Neural mechanisms of emotional memory
Memory enables us to use past experience to anticipate and prepare for future challenges. But memories can only be used adaptively if they are retrieved at the right time and place. For instance, memories of a traumatic experience can be useful in helping one avoid or confront situations similar to the original trauma. But retrieval of trauma memories in inappropriate situations is maladaptive. Anxiety disorders such as post-traumatic stress disorder and phobia are believed to occur, in part, because of the inability to suppress recall of aversive memories.
The major aim of our lab is to understand how the brain forms memories of our experiences, how these memories are retrieved at the right time and place, and how these memories can be suppressed. We focus on the hippocampus, a region of the brain that is specialized for rapidly generating detailed, multimodal memories of our experiences, called episodic memories. We study hippocampal function in mice because of the availability of genetic tools that give us the ability to manipulate neurons and neural circuits with unprecedented precision. Our specific interests include the following.
Adult hippocampal neurogenesis
Adult hippocampal neurogenesis is conserved across mammals from mice to humans. Changes in the rate of adult neurogenesis correlate with clinically important outcomes. For instance, stress potently suppresses hippocampal neurogenesis, while exercise, environmental enrichment, and virtually all antidepressant treatments stimulate adult hippocampal neurogenesis. We are trying to understand how adult neurogenesis influences these processes. We use genetic manipulations in mice and behavioral analysis to answer questions such as: Which aspects of hippocampus-dependent memory and behavior require adult neurogenesis? How are adult-born neurons functionally differentiated from developmentally-generated neurons? What properties of adult-born neurons confer their unique functions? Our lab has developed approaches for selectively ablating adult neurogenesis and silencing adult-born neurons in mice. Using these approaches we have identified specific mechanisms through which adult-born neurons contribute to hippocampal memory and emotional regulation.
Hippocampus and emotional memory
Context memories are multimodal memories of time and place that can be used for different purposes. A context can acquire emotional valence, such as in contextual fear conditioning, where a context acquires the ability to elicit fear. Or a context can help disambiguate the meaning of other stimuli, while remaining neutral itself. For instance, if one is driving down the highway at 80 mph, the sound of a siren may induce fear or anxiety; but if one is sitting in the living room, the siren is not likely to elicit an emotional response. The context (highway versus living room) determines how the siren is interpreted. We are interested in how these different uses of context memory are mediated in the brain. Can they be localized to different subregions or longitudinal segments of the hippocampus?
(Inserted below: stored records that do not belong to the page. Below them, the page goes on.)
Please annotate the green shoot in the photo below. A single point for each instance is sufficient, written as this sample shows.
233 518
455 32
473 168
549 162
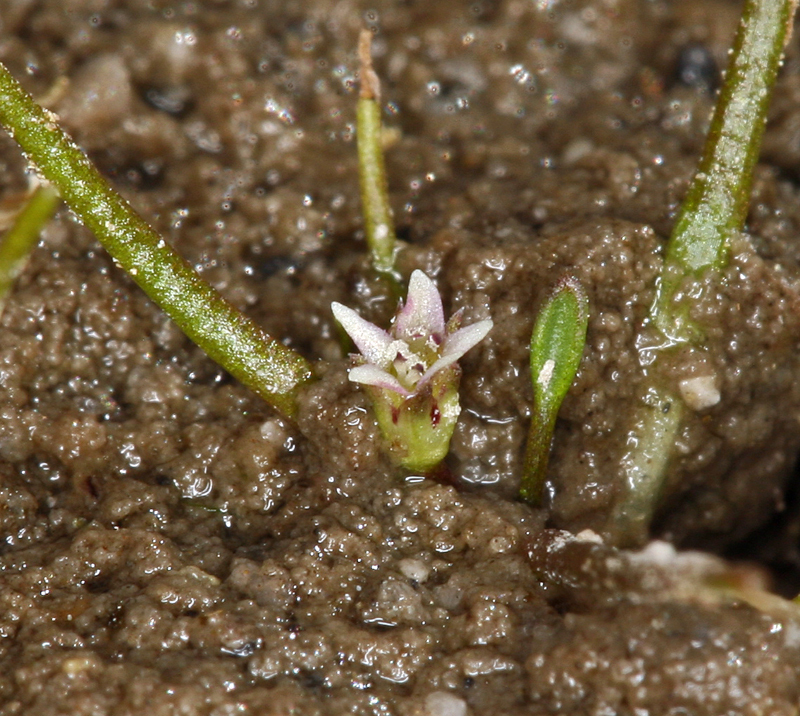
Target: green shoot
21 238
715 208
269 368
557 342
378 220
How do the neural representations change over time?
In the clinic, maladaptive fear is commonly treated using through extinction training, a form of exposure therapy in which repeated presentations of a fearful stimulus in the absence of threat gradually reduce fear. Unfortunately, extinction does not permanently suppress fear. With the passage of time after extinction, the original fear typically returns, a phenomenon called spontaneous recovery. Because of spontaneous recovery and other similar phenomena, scientists have long believed that extinction does not erase the original fear memory but instead creates a new memory that inhibits or competes with the original fear. A key challenge in the field of learning and memory has been to understand how fear and extinction memories are represented in the brain and the mechanisms that govern their competition.
We are currently investigating how extinction memories are represented in the hippocampus, using in vivo imaging and activity-dependent neural tagging, a technique that allows us to permanently tag (with a fluorophore or another heterologous protein) neurons that are active during a particular behavioral experience. Our goals are to understand the circuit mechanisms through which extinction memory suppresses fear and how these extinction circuits change over time (extinction tends to weaken over time). In addition to answering longstanding questions about the mechanisms of extinction memory, our goal for this work is to identify strategies to make extinction more effective in clinical situations.